Friday scrum: Shorter games and All-Star nods

A look around the league this week

Jimmy Butler San Antonio Spurs Miami Heat January 19 2025

Jan 19, 2025; Miami, Florida, USA; Miami Heat forward Jimmy Butler (22) walks off the court after greeting court-side friends following the victory over the San Antonio Spurs at Kaseya Center.

Jim Rassol/Jim Rassol-Imagn Images

Beyond Jimmy Butler’s continued winter of discontent in Miami, it was a busy week around the NBA. Adam Silver floated a change to gameplay that confused a lot of fans and even some NBA coaches, and All-Star voting results did the same. Let’s so a quick debrief on some of what went down.

Jimmy Butler and the NBA trade deadline

It’s the last weekend before the NBA’s February 7th trade deadline, and since his third (had to count quick on my fingers to make sure I was getting them all) and now indefinite suspension from the Miami Heat, my guess is Jimmy Butler will be spending it the way he did his previous suspensions: enjoying himself. It’s up to his agent to get a deal done.
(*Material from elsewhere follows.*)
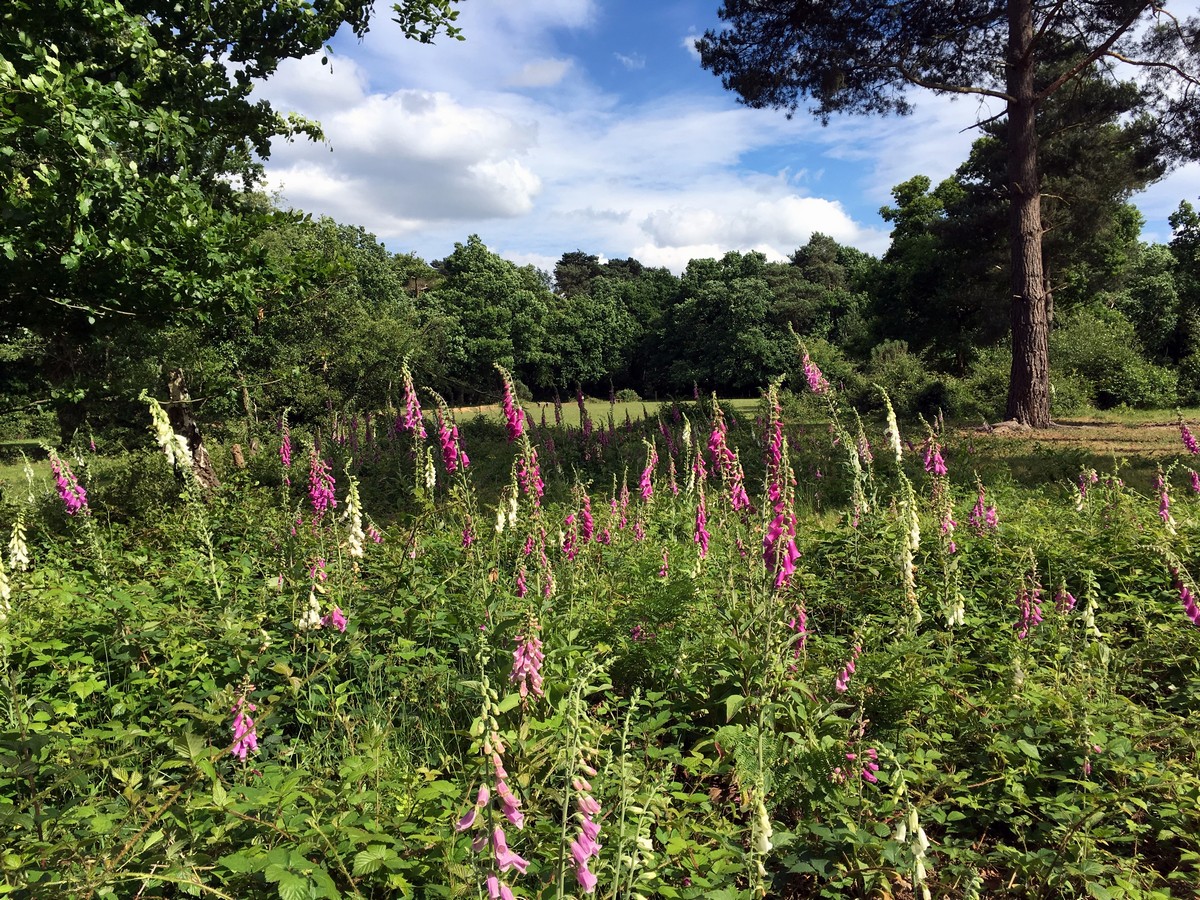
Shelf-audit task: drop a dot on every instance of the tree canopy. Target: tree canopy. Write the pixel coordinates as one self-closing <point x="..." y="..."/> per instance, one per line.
<point x="865" y="57"/>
Domino playing and coffee drinking aside, it’s not on Butler to have the basketball equivalent of a long night of the soul over his suspensions or the reality of his impending trade. With what Butler went through to get to where he is today, my guess is he’s had his fair share of those nights already, and besides being antiquated to the player autonomy era we’re firmly in, wanting Butler to perform some kind of penance as he waits is just weird.

By walking out of practice and missing a flight, Butler made the bed he’s lying in — suspended without pay — but my hunch is if a deal does not go down before next Friday, he’ll hoop for the Heat. He said as much and I’m inclined to take him at his word.

10-minute quarters

During an appearance on “The Dan Patrick Show”, NBA Commissioner Adam Silver floated the idea of shaving the game’s 12-minute quarters to 10.

Silver noted that the NBA is the only pro basketball league that utilizes 12-minute quarters, saying that as the league gets more involved in “global basketball” it could be something to consider. Surely a detail that won’t alarm already alarmed fans who think the league is losing an American step in things like its lack of “home grown” stars and MVP-candidates.

While it doesn’t address the uptick in threes, it would save fans from sitting through extra minutes of a blowout game.

My guess is the 10-minute quarter idea was already floated in front of team owners, or else Silver’s phone was blowing up after that episode aired. Beyond the bottom line of billionaires, the idea got some pushback from NBA coaches, notably the Nuggets’ Michal Malone who said, “I hope we don’t become Barnum & Bailey, or do whatever we have to do to keep viewership.”

All-Star snubs

Is it controversial to say I don’t think All-Star snubs are real? In the sense that All-Star voting is already a popularity contest, and marginally merit-based.

Was Domantas Sabonis robbed? Was Kyrie Irving fleeced? Was Trae Young intentionally overlooked? If this was solely a merit-based system then Norman Powell, who has a more dramatic on-court impact for the Clippers this season than James Harden (and is shooting 44% from 3 on under eight attempts per game), should’ve been above Harden in voting results.

When you really let your eyes go blurry looking over the pages and pages of voting results what comes to mind, at least for me, isn’t a lack but instead a surplus. An almost impossible field of talent to narrow down. There are so many stellar athletes there that pretty soon picking just 24 feels next to impossible.